Set the parameters of the electrode drawing instrument according to the purpose of the experiment. Usually, the electrode is drawn in two steps. The first rough drawing makes the middle of the glass tube into a thin and narrow tube, and the second time the narrow part is pulled off. In two, the diameter of the tip is generally 1-5μm. When observed under a microscope, the tip should be smooth and not broken, and the electrode should be polished with a polishing instrument. The electrode must be kept clean and pulled on the day of the experiment to avoid the tip of the electrode. Dust enters, and the resistance of the electrode is 5-10M when the electrode inner liquid is filled.

3.3 Recording of current

We used the HEKA EPC-10 patch clamp system to record the detected channel activity using the cell-adhesive patch clamp technique, and analyzed the data obtained with Clampfit10.0. When the tip of the electrode is lightly pressed against the surface of the cell membrane, use the syringe connected to the electrode holder to gently suck back, so that the electrode is in close contact with the cell membrane to form a gigaohm seal. The method is to study the activity of ion channels under the condition that the intracellular components remain unchanged, and record single-channel currents.

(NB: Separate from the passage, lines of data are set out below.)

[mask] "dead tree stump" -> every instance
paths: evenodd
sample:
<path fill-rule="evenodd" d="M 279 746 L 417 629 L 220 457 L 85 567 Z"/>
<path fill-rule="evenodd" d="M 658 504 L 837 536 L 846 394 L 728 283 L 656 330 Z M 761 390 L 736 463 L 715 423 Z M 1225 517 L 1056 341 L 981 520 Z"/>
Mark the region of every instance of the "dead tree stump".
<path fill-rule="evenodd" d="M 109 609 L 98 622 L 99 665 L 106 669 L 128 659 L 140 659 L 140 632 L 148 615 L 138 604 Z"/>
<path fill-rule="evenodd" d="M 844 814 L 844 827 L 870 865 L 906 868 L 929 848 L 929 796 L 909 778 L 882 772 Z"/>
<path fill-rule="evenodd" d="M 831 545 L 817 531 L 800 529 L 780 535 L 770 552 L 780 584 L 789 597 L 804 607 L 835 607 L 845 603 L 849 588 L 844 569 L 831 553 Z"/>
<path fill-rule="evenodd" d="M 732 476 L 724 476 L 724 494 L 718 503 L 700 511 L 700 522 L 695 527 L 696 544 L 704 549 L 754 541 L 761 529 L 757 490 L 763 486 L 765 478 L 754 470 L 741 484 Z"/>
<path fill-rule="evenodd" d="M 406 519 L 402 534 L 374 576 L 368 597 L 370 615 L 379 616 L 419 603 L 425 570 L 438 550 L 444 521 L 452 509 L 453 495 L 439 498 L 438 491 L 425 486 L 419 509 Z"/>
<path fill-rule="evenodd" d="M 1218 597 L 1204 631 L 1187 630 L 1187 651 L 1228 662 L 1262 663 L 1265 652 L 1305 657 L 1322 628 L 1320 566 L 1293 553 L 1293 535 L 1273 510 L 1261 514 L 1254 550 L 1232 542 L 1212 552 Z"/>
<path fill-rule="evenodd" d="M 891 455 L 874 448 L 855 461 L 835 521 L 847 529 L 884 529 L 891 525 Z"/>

The above description is only a preferred embodiment of the present invention, and is not intended to limit the scope of the substantive technical content of the present invention. The substantive technical content of the present invention is broadly defined in the scope of the claims of the application, and the technical entity completed by others or method, if it is exactly the same as that defined in the scope of the claims of the application, or an equivalent change, it will be deemed to be included in the scope of the claims.

Claims (5)

1. the purposes of apigenin in the medicine of preparation prevention and treatment renal fibrosis. 2. The use according to claim 1, characterized in that: apigenin increases Ca ^{2 +} influx in muscle cells by activating TRPV4 channels. 3. The use according to claim 1, characterized in that: apigenin activates AMPK/SITR1 signaling pathway through TRPV4-mediated Ca2+ influx, and inhibits renal fibrosis. 4. The use according to claim 1, characterized in that: the dosage of the medicine is 150-300 mg per kilogram of body weight per day. 5. A pharmaceutical composition for preventing and treating renal fibrosis, comprising an effective amount of apigenin for treating renal fibrosis and a pharmaceutical carrier or excipient.